I cannot begin to express what it feels like to not be able to call my dad everyday just to chat the way we used to. For the last months of his life he was living with me. Admittedly, there were days we drove each other nuts. But most days we sat and talked much in the same way that we talked on the phone except we were able to do it face to face. We literally would talk for hours. Those times with him have been some of the best of my life.
The house is very quiet in comparison to when he was living here. Before he moved in I lived by myself for about a dozen years. I wasn’t used to music blasting at all hours and the TV sound set at 40. I wasn’t used to hearing someone yell from another room “Suzan, come here please”. I wasn’t used to anything remotely dealing with another human since the cats frankly are not affected by my idiosyncrasies. Yet now, in the span of just four months I am having difficulty adjusting to living by myself again. Compare that to the character in The Martian, Mark Watney, who was living on Mars alone, with no one to talk to, for over a year. Compared to that, this loneliness is a cake walk.
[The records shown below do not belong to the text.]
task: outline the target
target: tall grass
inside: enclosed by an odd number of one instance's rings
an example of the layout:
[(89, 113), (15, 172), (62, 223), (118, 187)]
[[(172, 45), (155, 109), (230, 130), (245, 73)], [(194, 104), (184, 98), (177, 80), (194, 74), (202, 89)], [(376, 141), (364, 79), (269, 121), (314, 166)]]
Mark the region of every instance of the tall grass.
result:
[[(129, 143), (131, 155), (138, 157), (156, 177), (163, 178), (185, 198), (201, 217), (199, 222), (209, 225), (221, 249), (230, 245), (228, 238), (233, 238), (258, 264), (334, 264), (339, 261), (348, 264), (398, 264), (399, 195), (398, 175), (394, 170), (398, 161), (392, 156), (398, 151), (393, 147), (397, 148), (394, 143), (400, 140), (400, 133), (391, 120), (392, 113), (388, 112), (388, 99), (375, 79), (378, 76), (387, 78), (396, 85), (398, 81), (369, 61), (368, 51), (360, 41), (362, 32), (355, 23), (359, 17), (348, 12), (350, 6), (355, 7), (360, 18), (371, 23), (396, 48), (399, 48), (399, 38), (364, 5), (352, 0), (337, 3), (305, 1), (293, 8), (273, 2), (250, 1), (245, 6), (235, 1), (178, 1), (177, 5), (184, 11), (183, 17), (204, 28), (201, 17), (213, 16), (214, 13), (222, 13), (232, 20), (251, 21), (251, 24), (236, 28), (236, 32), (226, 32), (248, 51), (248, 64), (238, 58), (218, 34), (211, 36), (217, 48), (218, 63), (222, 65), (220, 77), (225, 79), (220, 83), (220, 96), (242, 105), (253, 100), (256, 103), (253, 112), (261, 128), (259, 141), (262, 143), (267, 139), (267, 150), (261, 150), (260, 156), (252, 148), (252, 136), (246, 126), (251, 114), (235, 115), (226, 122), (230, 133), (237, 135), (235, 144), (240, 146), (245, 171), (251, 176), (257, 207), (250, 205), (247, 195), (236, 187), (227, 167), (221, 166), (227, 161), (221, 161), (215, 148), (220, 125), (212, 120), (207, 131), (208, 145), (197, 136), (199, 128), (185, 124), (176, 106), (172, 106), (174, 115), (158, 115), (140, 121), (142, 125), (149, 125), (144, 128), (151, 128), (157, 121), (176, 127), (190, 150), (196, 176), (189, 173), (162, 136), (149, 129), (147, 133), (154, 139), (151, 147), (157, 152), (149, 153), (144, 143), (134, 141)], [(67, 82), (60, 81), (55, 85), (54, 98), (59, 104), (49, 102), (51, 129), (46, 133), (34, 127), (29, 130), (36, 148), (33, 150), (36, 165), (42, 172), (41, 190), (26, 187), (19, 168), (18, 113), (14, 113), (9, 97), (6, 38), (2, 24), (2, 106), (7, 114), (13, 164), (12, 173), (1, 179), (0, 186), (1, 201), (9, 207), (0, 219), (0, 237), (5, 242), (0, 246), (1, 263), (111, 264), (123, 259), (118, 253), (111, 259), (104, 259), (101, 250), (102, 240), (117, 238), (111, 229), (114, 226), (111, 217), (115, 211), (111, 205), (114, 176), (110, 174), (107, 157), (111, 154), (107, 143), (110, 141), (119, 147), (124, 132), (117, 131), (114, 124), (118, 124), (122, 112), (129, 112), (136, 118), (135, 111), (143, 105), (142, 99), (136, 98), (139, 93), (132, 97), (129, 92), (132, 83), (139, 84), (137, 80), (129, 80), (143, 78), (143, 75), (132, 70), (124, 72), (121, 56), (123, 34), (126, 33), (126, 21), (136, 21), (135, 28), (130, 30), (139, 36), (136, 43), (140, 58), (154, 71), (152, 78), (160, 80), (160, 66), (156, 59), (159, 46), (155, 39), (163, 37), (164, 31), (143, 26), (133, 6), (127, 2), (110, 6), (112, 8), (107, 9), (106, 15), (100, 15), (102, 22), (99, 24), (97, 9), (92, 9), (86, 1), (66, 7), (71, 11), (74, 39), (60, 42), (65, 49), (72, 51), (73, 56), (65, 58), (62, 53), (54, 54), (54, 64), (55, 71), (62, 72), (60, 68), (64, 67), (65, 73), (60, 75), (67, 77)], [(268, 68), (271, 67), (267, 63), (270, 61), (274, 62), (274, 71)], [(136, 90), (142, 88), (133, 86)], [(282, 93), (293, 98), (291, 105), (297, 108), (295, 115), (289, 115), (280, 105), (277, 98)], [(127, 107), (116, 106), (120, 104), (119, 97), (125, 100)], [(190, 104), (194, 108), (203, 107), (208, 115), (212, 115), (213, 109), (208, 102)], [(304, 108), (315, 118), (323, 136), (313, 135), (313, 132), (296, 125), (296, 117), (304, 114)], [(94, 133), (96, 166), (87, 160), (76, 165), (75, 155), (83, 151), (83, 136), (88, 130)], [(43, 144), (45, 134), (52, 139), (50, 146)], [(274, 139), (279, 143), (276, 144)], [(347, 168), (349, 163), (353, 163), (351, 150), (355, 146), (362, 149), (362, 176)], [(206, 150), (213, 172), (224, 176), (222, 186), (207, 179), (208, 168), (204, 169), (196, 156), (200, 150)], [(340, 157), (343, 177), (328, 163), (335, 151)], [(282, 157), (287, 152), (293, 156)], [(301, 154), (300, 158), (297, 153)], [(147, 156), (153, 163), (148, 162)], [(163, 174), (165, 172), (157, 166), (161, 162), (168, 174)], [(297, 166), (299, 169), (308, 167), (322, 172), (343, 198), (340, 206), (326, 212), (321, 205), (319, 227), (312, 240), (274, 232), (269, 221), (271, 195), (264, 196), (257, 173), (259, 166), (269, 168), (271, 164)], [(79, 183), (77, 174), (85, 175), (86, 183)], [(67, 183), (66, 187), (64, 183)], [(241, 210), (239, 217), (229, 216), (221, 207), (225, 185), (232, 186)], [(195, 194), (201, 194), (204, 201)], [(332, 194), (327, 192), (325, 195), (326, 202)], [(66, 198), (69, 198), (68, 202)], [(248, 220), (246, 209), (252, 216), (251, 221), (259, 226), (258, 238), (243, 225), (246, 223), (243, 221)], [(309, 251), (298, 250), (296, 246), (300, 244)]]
Yet this is also very different and I am having difficulty processing it. It is really quite surreal. There are days I don’t believe it’s real. Don’t get me wrong. I’m well aware that my dad is dead. But there are days that I think that this is all a dream that I will wake up from.
Friends of mine who have also lost their parents have told me of similar feelings so I know I’m not alone in this. Each of these friends has told me that he or she has been dealing with feelings like this for years. In fact, my dad told me a few months ago how much he missed his father and my grandfather has been gone for over 40 years. That’s a long, long time missing someone. It tore at my heart to know that my 83 year old dad missed his dad.
I’m reminded of something said in The Martian in which Mark Watney said that you just keep working the problems one after the other, and if you work all the problems you get to go home (from space). I’m similarly taking this as one step at a time, one foot in front of the other.In other words, I keep working the problems; I keep living life one day at a time.
I know for a fact that’s what my dad would want me to do and so I do what I must. But I would be lying if I said that it was easy. I just hope that I will arrive someday in the future, sol 1000 or sol 2000, and find that the day went without that horrible feeling of knowing that I can never speak with my dad again.